La boite à outils des procédures judiciaires

Plusieurs procédures judiciaires existent en France pour s’en sortir en cas de difficulté (cf. infographie utile du CNAJMJ) :

  • la conciliation et le mandat ad hoc sont des procédures de prévention confidentielles permettant de négocier à l’abri avec les créanciers pour les TPE/PME qui ne sont pas en cessation de paiement. La conciliation est vivement conseillée car boostée pour la crise : la durée de la procédure a été doublée (10 mois au lieu de 5), un délai de 2 ans peut être accordé par le juge pour régler ses dettes et les poursuites par les créanciers sont suspendues ;
  • la sauvegarde est une procédure collective peu utilisée car non confidentielle. Elle concerne aussi les TPE/PME qui ne sont pas en cessation de paiement.

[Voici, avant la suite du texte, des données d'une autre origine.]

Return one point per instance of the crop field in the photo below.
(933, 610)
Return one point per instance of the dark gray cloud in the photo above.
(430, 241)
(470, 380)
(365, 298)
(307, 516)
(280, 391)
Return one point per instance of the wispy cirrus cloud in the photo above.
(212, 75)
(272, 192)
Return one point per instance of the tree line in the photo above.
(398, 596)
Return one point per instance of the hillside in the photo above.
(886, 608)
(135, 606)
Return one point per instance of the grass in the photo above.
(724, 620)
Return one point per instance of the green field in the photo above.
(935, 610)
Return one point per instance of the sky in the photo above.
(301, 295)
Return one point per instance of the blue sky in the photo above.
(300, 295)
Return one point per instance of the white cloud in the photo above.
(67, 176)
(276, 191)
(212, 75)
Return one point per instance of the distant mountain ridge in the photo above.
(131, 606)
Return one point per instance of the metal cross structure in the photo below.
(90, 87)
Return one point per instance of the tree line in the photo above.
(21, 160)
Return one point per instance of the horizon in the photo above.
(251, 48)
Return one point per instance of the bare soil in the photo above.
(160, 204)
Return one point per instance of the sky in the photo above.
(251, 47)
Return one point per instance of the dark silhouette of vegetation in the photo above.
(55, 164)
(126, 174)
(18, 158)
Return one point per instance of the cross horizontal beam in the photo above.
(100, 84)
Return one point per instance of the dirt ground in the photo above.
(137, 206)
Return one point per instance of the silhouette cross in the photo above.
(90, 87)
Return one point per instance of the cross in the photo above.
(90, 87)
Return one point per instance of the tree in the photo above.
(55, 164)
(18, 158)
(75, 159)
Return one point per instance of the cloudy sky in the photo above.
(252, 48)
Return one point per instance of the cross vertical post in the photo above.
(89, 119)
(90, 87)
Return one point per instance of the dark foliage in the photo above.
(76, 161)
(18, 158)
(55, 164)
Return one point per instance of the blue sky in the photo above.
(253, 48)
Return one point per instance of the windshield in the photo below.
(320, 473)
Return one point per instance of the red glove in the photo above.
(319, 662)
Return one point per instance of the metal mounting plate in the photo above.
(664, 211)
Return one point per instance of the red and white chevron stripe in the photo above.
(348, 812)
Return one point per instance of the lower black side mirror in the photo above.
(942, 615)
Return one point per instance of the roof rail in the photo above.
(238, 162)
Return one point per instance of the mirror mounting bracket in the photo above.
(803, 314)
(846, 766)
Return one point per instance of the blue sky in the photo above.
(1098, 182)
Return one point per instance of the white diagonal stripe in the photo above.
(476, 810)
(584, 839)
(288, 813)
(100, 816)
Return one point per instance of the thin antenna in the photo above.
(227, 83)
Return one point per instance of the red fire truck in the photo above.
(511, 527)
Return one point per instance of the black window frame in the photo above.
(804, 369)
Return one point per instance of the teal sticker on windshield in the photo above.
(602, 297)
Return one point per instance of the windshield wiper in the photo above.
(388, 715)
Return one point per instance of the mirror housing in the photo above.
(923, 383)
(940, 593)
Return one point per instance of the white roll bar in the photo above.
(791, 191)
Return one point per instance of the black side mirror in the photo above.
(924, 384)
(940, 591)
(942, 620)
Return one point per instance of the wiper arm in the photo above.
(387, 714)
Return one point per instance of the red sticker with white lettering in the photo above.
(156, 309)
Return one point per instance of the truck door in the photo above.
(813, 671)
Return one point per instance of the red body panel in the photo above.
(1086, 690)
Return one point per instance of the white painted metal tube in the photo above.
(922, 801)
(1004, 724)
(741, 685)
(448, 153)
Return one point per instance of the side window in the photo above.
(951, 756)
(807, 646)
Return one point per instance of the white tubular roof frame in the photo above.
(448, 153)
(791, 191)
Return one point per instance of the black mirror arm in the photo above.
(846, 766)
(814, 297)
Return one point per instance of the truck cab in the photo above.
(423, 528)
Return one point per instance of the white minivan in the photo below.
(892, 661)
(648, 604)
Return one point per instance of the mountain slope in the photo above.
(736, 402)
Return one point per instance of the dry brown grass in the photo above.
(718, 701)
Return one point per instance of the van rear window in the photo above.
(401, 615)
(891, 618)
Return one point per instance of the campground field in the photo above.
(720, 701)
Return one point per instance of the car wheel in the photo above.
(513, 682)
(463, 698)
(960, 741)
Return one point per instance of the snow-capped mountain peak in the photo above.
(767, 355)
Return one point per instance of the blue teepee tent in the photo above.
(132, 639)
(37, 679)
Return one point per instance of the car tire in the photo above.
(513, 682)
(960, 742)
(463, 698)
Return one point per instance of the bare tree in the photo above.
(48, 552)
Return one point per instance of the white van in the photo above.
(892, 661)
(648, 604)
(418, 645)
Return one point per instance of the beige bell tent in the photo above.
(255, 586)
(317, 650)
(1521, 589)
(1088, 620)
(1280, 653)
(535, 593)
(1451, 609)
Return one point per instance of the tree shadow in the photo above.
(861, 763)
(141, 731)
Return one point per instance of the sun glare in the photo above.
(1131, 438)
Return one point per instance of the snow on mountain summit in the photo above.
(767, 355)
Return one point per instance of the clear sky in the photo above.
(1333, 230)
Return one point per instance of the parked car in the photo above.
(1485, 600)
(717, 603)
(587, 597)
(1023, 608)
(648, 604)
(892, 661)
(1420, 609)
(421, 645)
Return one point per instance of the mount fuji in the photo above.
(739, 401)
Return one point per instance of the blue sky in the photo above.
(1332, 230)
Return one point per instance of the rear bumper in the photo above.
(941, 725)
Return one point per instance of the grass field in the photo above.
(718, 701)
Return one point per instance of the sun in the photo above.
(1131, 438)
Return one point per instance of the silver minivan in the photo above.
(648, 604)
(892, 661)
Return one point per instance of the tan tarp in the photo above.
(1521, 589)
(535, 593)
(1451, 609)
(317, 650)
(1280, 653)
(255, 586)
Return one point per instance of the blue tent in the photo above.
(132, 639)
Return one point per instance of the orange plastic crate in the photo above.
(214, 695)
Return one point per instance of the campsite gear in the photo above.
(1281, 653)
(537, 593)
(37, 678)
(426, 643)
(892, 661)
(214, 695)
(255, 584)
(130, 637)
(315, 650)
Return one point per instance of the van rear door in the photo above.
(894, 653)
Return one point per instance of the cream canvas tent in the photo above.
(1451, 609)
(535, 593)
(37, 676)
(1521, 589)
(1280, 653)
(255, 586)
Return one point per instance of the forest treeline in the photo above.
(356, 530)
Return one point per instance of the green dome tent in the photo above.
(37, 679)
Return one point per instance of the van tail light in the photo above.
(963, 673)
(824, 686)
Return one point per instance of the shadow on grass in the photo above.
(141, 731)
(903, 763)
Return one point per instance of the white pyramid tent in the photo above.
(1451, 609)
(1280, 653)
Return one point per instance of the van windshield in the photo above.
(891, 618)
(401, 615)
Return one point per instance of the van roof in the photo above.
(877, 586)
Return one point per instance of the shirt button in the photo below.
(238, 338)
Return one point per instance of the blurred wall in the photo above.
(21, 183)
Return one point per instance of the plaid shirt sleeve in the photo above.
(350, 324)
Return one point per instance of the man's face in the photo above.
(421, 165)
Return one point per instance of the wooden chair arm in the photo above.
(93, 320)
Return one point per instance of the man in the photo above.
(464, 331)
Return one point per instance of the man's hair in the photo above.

Elle permet un gel des dettes antérieures, la suspension des poursuites et prépare un plan de redressement ;
  • le redressement est une procédure collective non confidentielle qui concerne les TPE/PME en cessation de paiements (<45 jours). Elle permet de trouver des solutions avec un gel des dettes antérieures et la prise en charge des salaires pour un plan de continuation, de redressement ou de cession ;
  • la liquidation intervient si aucune des procédures précédentes sont possibles, lorsque la situation est trop critique. Elle permet de sécuriser la fin de vie de l’entreprise (reprise des contentieux, traitement social, etc.).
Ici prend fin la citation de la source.